Das Kamishibai entwickelten ursprünglich buddhistische Mönche in Japan. Zu Beginn des 20. Jahrhunderts nutzten es in seiner jetzigen Form fliegende Händler, die Kinder mit ihren Geschichten anlockten, um ihnen nach der Erzählung Süßigkeiten zu verkaufen. Die Kamishibai-Männer, wie die Händler genannt wurden, hatten einen mobilen Laden mit einer kleinen Bühne auf ihren Rädern aufgebaut. Die Entwicklung neuer technischer Medien verdrängte das Papiertheater aus dem öffentlichen Leben. Seit den 1970er Jahren wird es wieder in der Pädagogik eingesetzt. In Deutschland wird das Kamishibai überwiegend für die Entwicklung von Kreativität, Fantasie und Sprache bei Kindern unterstützend eingesetzt.

Die CDJP's in den Diözesen engagieren sich stark für eine Kultur des Friedens auf Gemeindeebene. Dafür bauen sie in den Gemeinden vor Ort Friedens- und Gerechtigkeits-Komitees auf, die ein friedliches Zusammenleben unterstützen. In den katholischen Schulen initiierten sie Friedensclubs, in denen sich die Schüler*innen über soziale Werte austauschen können und Kompetenzen für die gewaltfreie Lösung von Konflikten lernen.

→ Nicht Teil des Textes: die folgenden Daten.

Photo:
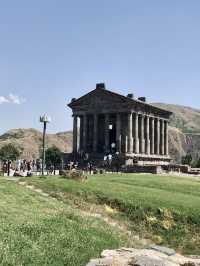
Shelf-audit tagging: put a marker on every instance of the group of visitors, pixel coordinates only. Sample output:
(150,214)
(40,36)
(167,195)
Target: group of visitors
(21,167)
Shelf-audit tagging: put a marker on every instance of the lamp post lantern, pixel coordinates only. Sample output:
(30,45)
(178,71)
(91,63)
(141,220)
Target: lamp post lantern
(44,119)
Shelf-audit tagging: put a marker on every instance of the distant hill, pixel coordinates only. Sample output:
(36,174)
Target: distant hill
(184,132)
(31,141)
(184,135)
(185,118)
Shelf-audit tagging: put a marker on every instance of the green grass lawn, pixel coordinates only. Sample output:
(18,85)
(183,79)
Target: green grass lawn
(165,209)
(37,230)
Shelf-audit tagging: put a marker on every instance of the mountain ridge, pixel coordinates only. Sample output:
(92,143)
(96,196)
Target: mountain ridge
(184,135)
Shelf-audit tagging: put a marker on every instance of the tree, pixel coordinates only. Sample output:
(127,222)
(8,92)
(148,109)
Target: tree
(187,159)
(9,152)
(53,157)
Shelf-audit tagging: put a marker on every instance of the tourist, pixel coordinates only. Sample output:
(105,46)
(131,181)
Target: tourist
(109,159)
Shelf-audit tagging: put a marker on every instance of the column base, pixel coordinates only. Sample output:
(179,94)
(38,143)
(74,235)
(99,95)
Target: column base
(137,146)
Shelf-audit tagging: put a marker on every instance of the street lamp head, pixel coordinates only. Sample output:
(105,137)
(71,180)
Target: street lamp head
(45,119)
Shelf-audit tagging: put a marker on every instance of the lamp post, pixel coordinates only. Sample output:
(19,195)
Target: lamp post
(44,119)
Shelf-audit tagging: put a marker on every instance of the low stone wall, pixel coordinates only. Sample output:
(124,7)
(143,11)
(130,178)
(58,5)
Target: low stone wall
(153,256)
(153,169)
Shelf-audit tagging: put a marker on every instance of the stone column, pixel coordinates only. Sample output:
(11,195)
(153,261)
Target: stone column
(136,134)
(107,120)
(118,132)
(95,133)
(162,137)
(75,133)
(81,134)
(152,136)
(84,133)
(130,133)
(158,137)
(147,136)
(142,140)
(166,139)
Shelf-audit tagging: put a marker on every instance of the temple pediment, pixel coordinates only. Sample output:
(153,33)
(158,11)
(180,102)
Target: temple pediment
(102,100)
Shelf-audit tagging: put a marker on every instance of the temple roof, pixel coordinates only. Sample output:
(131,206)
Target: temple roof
(101,98)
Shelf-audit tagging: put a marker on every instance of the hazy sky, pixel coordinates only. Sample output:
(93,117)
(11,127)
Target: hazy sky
(52,51)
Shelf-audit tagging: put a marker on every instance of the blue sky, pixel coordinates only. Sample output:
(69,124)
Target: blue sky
(52,51)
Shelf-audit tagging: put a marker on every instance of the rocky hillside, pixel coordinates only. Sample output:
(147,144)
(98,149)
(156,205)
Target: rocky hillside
(185,118)
(31,141)
(184,133)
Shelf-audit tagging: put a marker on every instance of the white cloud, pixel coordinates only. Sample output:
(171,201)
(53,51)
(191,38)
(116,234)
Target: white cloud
(3,100)
(12,99)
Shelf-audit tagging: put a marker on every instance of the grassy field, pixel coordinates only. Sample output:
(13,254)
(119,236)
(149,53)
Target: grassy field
(38,230)
(162,208)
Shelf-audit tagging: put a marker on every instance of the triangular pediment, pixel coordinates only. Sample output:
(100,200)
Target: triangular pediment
(101,98)
(103,101)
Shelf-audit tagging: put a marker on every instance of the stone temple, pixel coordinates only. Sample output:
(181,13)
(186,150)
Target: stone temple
(106,121)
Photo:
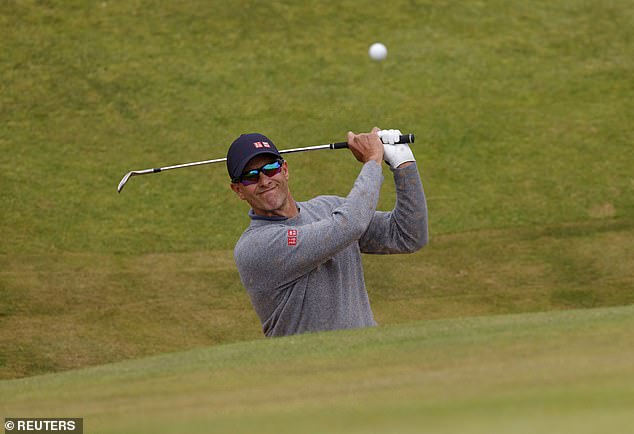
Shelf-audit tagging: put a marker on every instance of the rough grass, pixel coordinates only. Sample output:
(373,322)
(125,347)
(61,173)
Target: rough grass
(521,112)
(524,373)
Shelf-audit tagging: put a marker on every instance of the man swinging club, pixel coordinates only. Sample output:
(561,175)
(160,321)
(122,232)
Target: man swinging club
(300,262)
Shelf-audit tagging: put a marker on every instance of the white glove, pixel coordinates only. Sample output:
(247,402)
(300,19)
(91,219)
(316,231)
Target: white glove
(395,154)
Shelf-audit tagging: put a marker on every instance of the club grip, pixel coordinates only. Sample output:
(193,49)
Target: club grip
(404,138)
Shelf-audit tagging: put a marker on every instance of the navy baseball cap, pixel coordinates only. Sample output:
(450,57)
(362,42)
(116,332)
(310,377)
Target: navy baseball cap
(244,148)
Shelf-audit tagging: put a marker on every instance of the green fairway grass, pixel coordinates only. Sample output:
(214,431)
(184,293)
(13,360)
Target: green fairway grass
(522,114)
(548,372)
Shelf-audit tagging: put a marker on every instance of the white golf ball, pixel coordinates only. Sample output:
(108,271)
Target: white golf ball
(377,51)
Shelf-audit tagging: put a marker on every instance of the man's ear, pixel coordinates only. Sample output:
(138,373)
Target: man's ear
(236,189)
(285,169)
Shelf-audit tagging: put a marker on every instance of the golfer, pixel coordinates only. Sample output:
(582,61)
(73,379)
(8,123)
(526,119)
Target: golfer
(300,262)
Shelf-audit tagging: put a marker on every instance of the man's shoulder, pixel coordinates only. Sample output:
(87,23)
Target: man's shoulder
(329,201)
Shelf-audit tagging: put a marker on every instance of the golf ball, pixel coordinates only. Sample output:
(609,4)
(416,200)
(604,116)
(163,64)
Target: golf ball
(377,51)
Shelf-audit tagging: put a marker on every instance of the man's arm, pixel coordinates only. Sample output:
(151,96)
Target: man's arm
(404,229)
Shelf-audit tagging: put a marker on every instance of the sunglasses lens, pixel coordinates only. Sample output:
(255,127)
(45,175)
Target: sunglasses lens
(272,169)
(253,176)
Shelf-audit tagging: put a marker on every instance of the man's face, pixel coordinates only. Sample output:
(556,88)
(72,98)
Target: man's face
(270,195)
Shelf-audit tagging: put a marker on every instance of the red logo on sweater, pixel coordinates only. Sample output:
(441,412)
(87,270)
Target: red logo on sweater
(292,237)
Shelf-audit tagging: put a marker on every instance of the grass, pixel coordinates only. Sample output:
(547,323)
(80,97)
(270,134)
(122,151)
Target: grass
(516,374)
(521,113)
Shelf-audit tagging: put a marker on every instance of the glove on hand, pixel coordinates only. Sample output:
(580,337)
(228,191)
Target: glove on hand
(395,154)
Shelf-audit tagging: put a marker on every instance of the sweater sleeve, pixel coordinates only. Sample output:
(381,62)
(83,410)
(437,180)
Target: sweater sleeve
(277,254)
(404,229)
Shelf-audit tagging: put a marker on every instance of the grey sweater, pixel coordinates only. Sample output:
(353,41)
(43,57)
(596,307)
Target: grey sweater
(304,274)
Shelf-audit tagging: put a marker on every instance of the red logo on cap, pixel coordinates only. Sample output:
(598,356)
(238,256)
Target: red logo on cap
(292,237)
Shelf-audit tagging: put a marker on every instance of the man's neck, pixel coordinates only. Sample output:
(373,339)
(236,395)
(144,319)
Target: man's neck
(288,210)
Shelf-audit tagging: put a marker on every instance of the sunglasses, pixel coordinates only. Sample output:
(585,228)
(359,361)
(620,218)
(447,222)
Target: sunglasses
(253,175)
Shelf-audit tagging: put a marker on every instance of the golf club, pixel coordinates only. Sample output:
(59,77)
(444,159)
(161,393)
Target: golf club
(404,138)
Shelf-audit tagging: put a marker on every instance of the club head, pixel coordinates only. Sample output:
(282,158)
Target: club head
(124,180)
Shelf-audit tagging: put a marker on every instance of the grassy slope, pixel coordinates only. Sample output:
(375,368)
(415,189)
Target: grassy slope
(520,111)
(550,372)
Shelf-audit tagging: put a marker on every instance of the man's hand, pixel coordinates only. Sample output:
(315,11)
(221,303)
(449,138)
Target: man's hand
(395,154)
(366,147)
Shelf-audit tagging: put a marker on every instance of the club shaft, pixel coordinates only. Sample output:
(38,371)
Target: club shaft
(405,138)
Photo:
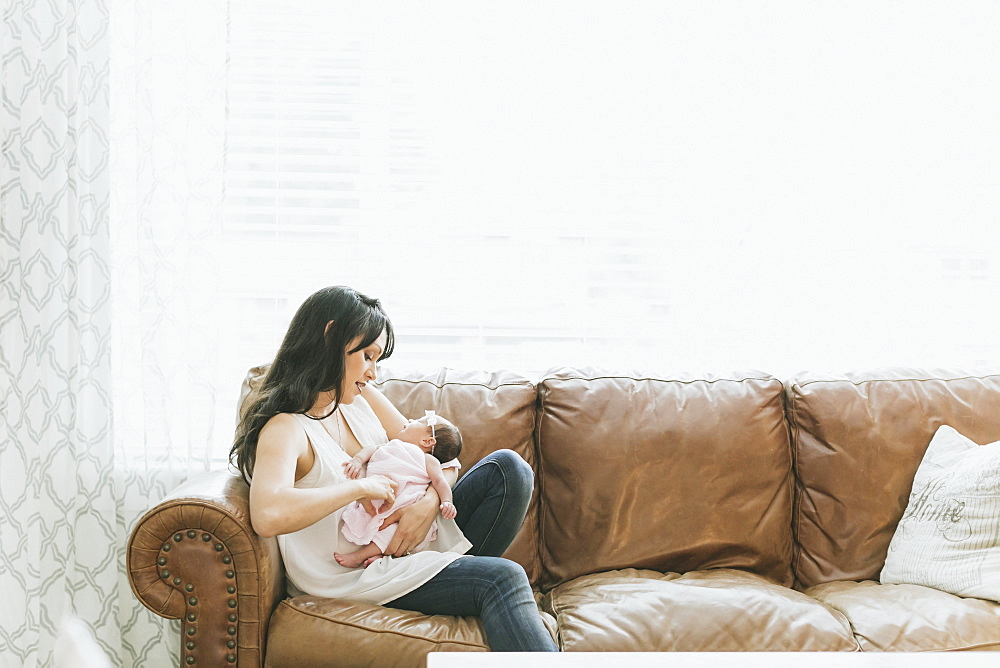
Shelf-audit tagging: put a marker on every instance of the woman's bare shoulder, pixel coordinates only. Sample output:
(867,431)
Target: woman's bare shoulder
(283,431)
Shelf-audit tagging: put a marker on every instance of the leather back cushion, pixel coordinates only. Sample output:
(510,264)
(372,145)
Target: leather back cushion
(664,473)
(858,441)
(493,411)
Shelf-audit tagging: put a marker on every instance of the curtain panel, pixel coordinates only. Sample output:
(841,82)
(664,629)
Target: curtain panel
(60,534)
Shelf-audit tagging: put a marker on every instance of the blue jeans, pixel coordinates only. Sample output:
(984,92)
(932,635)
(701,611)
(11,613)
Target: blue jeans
(492,499)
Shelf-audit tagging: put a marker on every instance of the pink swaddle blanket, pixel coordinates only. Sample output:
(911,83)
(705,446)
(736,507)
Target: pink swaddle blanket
(405,464)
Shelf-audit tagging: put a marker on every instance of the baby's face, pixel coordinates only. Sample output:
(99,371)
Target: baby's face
(417,432)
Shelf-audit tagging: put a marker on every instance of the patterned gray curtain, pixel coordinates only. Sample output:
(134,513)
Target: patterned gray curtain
(112,121)
(59,534)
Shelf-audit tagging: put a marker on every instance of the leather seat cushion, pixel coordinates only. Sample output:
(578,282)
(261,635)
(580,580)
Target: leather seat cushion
(912,618)
(313,631)
(717,610)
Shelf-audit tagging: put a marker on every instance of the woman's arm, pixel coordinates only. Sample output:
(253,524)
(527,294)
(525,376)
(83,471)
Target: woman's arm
(276,506)
(390,417)
(441,486)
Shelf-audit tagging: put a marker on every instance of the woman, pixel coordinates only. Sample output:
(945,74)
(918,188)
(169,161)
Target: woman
(309,417)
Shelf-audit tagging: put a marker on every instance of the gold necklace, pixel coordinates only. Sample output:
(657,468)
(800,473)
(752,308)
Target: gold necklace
(339,438)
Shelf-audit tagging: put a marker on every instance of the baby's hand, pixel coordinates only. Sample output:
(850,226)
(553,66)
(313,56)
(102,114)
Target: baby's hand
(448,510)
(352,469)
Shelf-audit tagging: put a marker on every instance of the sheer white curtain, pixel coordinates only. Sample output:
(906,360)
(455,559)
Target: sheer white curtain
(783,186)
(168,105)
(60,538)
(110,194)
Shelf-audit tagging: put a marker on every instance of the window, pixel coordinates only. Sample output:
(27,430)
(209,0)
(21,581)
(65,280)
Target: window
(690,186)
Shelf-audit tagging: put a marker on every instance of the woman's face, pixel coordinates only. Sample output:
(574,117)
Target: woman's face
(360,367)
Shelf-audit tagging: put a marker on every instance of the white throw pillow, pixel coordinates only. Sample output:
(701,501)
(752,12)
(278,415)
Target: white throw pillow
(949,536)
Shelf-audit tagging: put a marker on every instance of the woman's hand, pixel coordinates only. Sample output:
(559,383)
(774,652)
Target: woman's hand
(352,468)
(414,523)
(378,487)
(448,510)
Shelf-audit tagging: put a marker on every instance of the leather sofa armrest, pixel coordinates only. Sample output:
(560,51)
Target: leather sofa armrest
(195,557)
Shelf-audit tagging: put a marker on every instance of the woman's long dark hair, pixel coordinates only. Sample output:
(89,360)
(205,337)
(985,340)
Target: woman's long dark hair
(311,360)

Diese Arbeit könnte vom Erzähltheater profitieren. Auch für die Erwachsenenbildung ist der Weg des Kamishibai schon vorbereitet: Im kamerunischen Alltag oder in der Kirche werden oft Gleichnisse und Sprachbilder benutzt. Gute Geschichten erleichtern den Einstieg in ein Thema, fesseln die Aufmerksamkeit und durch die Verbindung visueller und auditiver Reizen entsteht eine nachhaltige Wirkung. Zudem ermöglicht ein empathisches Erleben der Erfahrungen eines anderen Menschen den Austausch über Emotionen und Werte, wie es in einer Kultur des Friedens notwendig ist.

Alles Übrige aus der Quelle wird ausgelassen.